A few days ago, my friend told me he got an email from our mutual friend. Hes been abroad for some years, wandering around in some ancient land. I asked how he was doing and the reply was that he was fine. My friend said “That brotha is real special.” I agreed, “Yes he is.” This is not the only time I heard this. Several people have made the same remark upon meeting him. I remember my bosss first impression, when she said that he looked at you in the eyes and you could feel his warmth. And his mind operated on this unique level, he didnt try to conform to how society defined the way black men should act or think. Hed say things like, “Asalaam alaikum dude” in a cool Cali skater boy accent. When we were young, he wanted to be a park ranger. I always thought that was cool. And this brother was really beautiful inside and out. I think a lot of people were really caught up in his physical beauty, as opposed to truly appreciating his unique soul. No, this society doesnt offer a space for some special people. It displaces them, decenters them, makes unreasonable demands upon them, and marginalizes them.
Three years ago I began looking for my boy, I had heard he still lived in Oakland. I just wanted to know if he was doing okay and learn more about what he had experienced in the past ten years since we talked at length. I found out this past December that he was abroad again. I had only seen him once in that decade, after both our lives had changed so much.
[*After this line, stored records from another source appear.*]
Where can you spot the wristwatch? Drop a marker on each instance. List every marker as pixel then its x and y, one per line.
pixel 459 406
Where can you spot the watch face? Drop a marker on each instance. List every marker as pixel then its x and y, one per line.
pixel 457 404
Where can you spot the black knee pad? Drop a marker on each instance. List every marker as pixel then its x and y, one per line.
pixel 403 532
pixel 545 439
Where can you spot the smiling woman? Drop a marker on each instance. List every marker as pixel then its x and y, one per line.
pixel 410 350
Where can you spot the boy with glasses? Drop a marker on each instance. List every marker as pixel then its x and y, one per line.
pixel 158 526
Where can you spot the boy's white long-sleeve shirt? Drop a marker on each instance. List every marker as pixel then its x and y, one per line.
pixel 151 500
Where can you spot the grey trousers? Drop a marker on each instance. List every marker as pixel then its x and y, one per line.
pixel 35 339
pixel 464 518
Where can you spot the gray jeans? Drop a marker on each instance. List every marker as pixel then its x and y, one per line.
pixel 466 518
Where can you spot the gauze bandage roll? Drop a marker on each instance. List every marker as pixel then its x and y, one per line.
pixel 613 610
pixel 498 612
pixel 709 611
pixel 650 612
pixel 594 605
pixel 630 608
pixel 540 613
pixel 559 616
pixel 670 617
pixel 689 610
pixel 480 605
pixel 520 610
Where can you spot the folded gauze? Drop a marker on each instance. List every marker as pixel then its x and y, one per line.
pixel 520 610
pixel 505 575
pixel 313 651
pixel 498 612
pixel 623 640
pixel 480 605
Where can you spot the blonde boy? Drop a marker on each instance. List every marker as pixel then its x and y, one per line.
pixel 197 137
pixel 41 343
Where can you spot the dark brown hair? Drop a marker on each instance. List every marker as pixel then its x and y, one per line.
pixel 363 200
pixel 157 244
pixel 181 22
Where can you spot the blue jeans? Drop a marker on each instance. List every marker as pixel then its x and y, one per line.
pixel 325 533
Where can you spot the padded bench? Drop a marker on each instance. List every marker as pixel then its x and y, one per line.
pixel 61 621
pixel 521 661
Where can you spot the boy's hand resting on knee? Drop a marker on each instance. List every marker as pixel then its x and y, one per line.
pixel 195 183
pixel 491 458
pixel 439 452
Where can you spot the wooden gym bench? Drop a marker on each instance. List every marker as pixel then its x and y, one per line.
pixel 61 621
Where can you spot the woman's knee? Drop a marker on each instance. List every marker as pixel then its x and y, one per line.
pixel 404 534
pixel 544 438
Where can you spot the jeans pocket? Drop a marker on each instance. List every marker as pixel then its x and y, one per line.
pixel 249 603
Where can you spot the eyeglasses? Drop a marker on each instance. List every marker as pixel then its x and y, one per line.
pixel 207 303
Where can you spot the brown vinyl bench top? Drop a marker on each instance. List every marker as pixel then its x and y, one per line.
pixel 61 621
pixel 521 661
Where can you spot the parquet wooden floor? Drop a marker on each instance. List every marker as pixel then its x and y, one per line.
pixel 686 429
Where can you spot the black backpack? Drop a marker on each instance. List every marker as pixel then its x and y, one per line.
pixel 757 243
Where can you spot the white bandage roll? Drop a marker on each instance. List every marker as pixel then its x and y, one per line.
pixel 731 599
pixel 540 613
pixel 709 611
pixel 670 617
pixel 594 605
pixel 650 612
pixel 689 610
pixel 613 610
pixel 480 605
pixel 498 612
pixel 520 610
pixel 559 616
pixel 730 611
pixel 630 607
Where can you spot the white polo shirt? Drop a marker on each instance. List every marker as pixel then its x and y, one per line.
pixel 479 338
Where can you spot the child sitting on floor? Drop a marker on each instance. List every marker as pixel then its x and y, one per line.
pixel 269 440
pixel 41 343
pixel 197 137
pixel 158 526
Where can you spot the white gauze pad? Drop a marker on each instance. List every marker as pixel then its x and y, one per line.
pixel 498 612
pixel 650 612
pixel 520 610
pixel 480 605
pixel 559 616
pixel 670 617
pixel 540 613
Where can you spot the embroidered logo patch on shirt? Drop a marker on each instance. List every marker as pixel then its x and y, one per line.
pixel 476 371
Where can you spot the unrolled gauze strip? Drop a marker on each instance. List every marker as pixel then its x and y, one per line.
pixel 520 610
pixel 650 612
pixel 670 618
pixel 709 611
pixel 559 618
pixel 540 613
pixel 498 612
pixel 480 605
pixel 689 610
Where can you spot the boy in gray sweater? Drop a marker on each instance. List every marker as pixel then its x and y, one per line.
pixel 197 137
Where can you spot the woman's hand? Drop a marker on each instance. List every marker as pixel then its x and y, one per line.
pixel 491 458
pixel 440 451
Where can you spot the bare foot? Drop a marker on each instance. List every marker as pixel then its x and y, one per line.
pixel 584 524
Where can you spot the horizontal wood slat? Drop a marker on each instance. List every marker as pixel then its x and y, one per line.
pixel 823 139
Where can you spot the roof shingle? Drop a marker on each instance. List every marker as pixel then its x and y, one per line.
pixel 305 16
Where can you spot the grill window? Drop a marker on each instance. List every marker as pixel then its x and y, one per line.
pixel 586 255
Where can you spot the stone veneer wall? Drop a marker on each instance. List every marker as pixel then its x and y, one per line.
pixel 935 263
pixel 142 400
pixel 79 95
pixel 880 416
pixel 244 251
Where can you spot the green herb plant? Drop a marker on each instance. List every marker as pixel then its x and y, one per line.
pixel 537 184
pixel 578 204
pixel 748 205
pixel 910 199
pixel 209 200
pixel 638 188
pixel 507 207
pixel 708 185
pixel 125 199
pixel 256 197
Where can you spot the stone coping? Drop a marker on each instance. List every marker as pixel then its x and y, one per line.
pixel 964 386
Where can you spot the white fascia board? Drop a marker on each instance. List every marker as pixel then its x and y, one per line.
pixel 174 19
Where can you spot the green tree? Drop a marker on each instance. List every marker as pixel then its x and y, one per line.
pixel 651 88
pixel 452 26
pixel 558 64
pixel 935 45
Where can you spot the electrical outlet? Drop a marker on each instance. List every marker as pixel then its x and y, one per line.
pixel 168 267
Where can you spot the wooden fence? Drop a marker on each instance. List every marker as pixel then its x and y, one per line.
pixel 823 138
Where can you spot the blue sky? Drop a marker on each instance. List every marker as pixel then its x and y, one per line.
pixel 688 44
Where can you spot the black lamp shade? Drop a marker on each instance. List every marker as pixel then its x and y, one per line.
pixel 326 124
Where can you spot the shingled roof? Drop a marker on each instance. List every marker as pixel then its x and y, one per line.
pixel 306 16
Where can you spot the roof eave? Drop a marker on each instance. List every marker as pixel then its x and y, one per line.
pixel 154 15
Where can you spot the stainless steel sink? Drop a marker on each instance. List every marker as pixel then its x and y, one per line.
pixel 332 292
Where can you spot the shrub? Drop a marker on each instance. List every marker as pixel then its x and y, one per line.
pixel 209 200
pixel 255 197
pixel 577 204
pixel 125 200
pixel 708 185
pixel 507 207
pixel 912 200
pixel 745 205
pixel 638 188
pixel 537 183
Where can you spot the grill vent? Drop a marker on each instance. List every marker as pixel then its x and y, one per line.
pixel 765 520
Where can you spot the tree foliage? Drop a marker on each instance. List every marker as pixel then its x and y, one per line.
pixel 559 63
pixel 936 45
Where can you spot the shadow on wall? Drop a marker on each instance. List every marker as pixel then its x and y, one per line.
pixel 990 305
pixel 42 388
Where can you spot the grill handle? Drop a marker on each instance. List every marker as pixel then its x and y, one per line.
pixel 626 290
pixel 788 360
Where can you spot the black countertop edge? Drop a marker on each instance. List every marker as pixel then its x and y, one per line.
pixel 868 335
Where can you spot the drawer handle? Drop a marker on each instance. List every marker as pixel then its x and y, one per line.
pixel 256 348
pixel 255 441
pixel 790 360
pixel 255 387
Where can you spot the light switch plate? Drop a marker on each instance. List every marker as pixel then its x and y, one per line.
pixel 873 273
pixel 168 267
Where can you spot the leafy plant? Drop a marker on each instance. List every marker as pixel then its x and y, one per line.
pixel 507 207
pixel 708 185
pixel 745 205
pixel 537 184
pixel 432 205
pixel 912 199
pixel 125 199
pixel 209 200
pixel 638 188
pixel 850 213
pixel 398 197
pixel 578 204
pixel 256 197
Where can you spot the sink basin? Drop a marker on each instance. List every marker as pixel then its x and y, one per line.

It was awkward asking around for him because in my circles it wasn’t really proper. I remember asking a sister and she was like, “Why are you trying to get with him?” I answered “No, I just want to know how he’s doing and to tell him he’s been in my thoughts and prayers.” I also wanted to tell him about my trip to the Tafilelt in Morocco. The Tafilelt is in southern Morocco and was the ancient trading outpost between the ancient kingdom of Ghana and North Africa. You can see a thousand years of blending between North Africans and sub-Saharan Africa in the faces of the people that lived there. They often considered people from other regions of Morocco as foreigners. To me, this region of Morocco was the most beautiful and heart breaking. When we first arrived to one of the towns, I couldnt hold it in and I said “Look at all the brown people, they are beautiful!” Sheepishly, I realized that I was in a van full of white women and I said, Awesome!! (Later on, I got some heat for saying that. Why people had a problem? They could kiss my bootey cause they always commented on their white-ness)
The first night we arrived the girls and I headed to the market. I was absolutely shocked because I saw a spitting image of my long lost friend. I knew he travelled but what was the liklihood? But something in the young man’s stare told me that it wasn’t my friend. That warmth was missing.
On the second night in the Tafilelt, I was really sick had to be rushed off to the pharmacy/doctor to get medicine for my fever. I experienced so much frustration and isolation there. My heart ached as I saw the crippling poverty of this once prosperous region. All these brown children, so beautiful, would follow us with bright eyes and smiles. The women constantly begged us for money. We saw the beginning of the locust swarms devastate these poor date farms. The young men tried desperately to chase the locusts out of the trees by burning acrid smoke. Those locusts swarms started there and would later sweep across Africa causing the 04-05 famine.
When I got back from Morocco, I began asking different people if they had seen him or heard from him. On day online I ran into one of his friends. I tried to reach out and sent a message. I briefly told my Morocco story and wrote, “Send the brotha my salaams.”
I have always wanted to talk to people who, like me, had gone some place in search of knowledge and understanding. I remember jealously watching the brothas go away years ago in search of sacred knowledge. And I felt constrained. But after returning from Morocco, I wanted to reach out to that group. Maybe they could build with me and help me get my bearings.
This brings me back to my friend. We became friends when we were children on the cusp of adulthood when we were close. There was a tight little group of Muslim converts in the South Bay and we existed in this interconnected but dispersed network. Some of us knew each other from DeAnza, or as friends two well known brothers. When I was young, I had a lot of male friends. I think I spent an equal time building with my male friends as I did my female friends. A lot of my more conservative friends would admonish me for mixing with men and having too many male friends. Sometimes the intentions were clear and my relationships remained platonic. Other times it was fraught with tension. But all in all, I miss those largely innocent times. Im glad to hear that the brotha is doing alright. I asked my friend to send him my salaams. I am sure it will get to him this time.